HAVING a government minister in your own backyard has long been considered a must-have if you want to jump the queue for state funding.
However, conclusive proof – instead of mere anecdote – that would show members of the government favouring their own constituencies has not always been readily available.
An analysis of National Lottery funding over a period of a decade has now shown quite clearly that having a local minister can be enormously beneficial.
In the period from 1998 to 2008, four ministers headed the Department of Arts, Sport and Tourism including Séamus Brennan, who served for a short stint before his death.
The home counties of the other three ministers – Jim McDaid, John O'Donoghue and Martin Cullen – all feature in the top six counties for funding from lottery grants.
On the basis of funding per head of population, only two counties exceeded the €200 per person mark during the decade.
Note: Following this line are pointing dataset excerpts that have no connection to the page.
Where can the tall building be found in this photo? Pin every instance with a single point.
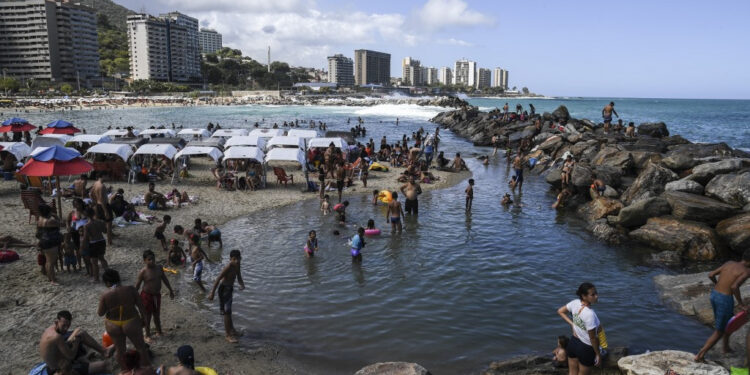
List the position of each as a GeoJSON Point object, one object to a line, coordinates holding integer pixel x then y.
{"type": "Point", "coordinates": [340, 70]}
{"type": "Point", "coordinates": [162, 48]}
{"type": "Point", "coordinates": [372, 67]}
{"type": "Point", "coordinates": [46, 40]}
{"type": "Point", "coordinates": [445, 76]}
{"type": "Point", "coordinates": [464, 73]}
{"type": "Point", "coordinates": [484, 78]}
{"type": "Point", "coordinates": [209, 40]}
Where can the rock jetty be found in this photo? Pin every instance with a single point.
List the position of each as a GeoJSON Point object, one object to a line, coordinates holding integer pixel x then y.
{"type": "Point", "coordinates": [687, 201]}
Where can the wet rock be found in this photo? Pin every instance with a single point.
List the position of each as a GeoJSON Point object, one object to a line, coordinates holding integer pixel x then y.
{"type": "Point", "coordinates": [686, 186]}
{"type": "Point", "coordinates": [735, 231]}
{"type": "Point", "coordinates": [691, 240]}
{"type": "Point", "coordinates": [639, 212]}
{"type": "Point", "coordinates": [393, 368]}
{"type": "Point", "coordinates": [649, 183]}
{"type": "Point", "coordinates": [698, 207]}
{"type": "Point", "coordinates": [660, 362]}
{"type": "Point", "coordinates": [653, 129]}
{"type": "Point", "coordinates": [733, 189]}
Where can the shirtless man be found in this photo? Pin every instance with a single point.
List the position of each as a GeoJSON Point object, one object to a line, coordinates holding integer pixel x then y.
{"type": "Point", "coordinates": [226, 279]}
{"type": "Point", "coordinates": [411, 190]}
{"type": "Point", "coordinates": [151, 276]}
{"type": "Point", "coordinates": [98, 195]}
{"type": "Point", "coordinates": [63, 351]}
{"type": "Point", "coordinates": [607, 112]}
{"type": "Point", "coordinates": [394, 213]}
{"type": "Point", "coordinates": [727, 288]}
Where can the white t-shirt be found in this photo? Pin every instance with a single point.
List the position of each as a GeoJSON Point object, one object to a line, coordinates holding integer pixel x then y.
{"type": "Point", "coordinates": [584, 321]}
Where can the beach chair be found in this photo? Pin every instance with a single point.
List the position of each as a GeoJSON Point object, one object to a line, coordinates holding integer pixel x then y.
{"type": "Point", "coordinates": [281, 176]}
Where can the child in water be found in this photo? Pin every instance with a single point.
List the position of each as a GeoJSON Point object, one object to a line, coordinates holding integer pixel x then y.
{"type": "Point", "coordinates": [312, 244]}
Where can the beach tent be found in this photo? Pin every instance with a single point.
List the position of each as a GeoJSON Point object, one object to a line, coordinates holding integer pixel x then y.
{"type": "Point", "coordinates": [286, 142]}
{"type": "Point", "coordinates": [19, 150]}
{"type": "Point", "coordinates": [227, 133]}
{"type": "Point", "coordinates": [194, 132]}
{"type": "Point", "coordinates": [212, 152]}
{"type": "Point", "coordinates": [246, 140]}
{"type": "Point", "coordinates": [119, 132]}
{"type": "Point", "coordinates": [121, 150]}
{"type": "Point", "coordinates": [166, 133]}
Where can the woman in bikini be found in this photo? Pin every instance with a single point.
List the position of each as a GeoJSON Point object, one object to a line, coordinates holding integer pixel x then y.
{"type": "Point", "coordinates": [123, 316]}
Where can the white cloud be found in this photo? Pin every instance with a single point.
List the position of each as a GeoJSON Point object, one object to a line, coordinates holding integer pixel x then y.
{"type": "Point", "coordinates": [442, 14]}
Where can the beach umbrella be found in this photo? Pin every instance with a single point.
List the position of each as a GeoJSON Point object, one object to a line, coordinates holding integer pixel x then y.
{"type": "Point", "coordinates": [60, 127]}
{"type": "Point", "coordinates": [56, 161]}
{"type": "Point", "coordinates": [16, 125]}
Kerry, during the period between 2002 and 2007 when O'Donoghue served, experienced a boom in funding and topped the table with nearly €205 spent per person.
Next on the list was Donegal, the home constituency of Jim McDaid, who served five years as arts and sport minister from 1997 onwards.
Former minister Martin Cullen had less than two years in the position but his county of Waterford still managed to climb to sixth place in the funding stakes.
Looking after your own constituency however, while useful in securing a seat at the next election, does little for your long-term career prospects.
McDaid, a rising star in Fianna Fáil in the late 1990s, lost his seat at cabinet following the 2002 general election.
His political career was effectively ended when he was arrested for drunk driving after being found driving the wrong way down the Naas dual carriageway.
The career of his successor John O'Donoghue also went on a downward slide and the former minister for justice would also lose his cabinet seat, before being offered the position of ceann comhairle.
Things only got worse for O'Donoghue, and it was ironically his own expenditure on
overseas travel while at the Department of Arts, Sport and Tourism that led to his resignation.
During the 10 years for which figures are available, the department was responsible for doling out €618m in funding to thousands of sporting projects.
While counties like Kerry and Donegal benefited enormously from the funding bonanza, other areas of the country did not do nearly as well.
The lowest per capita funding of all was made available in Co Meath where the equivalent of €110.07 per person was provided from 1998 to 2008.
Co Carlow also fared badly in the lottery of sports funding, getting a total of just €5.6m – or the per capita equivalent of €111.80 – during the period in question.
The median amount of funding worked out at €145.82, with the two main urban areas of Dublin and Cork coming in well below average.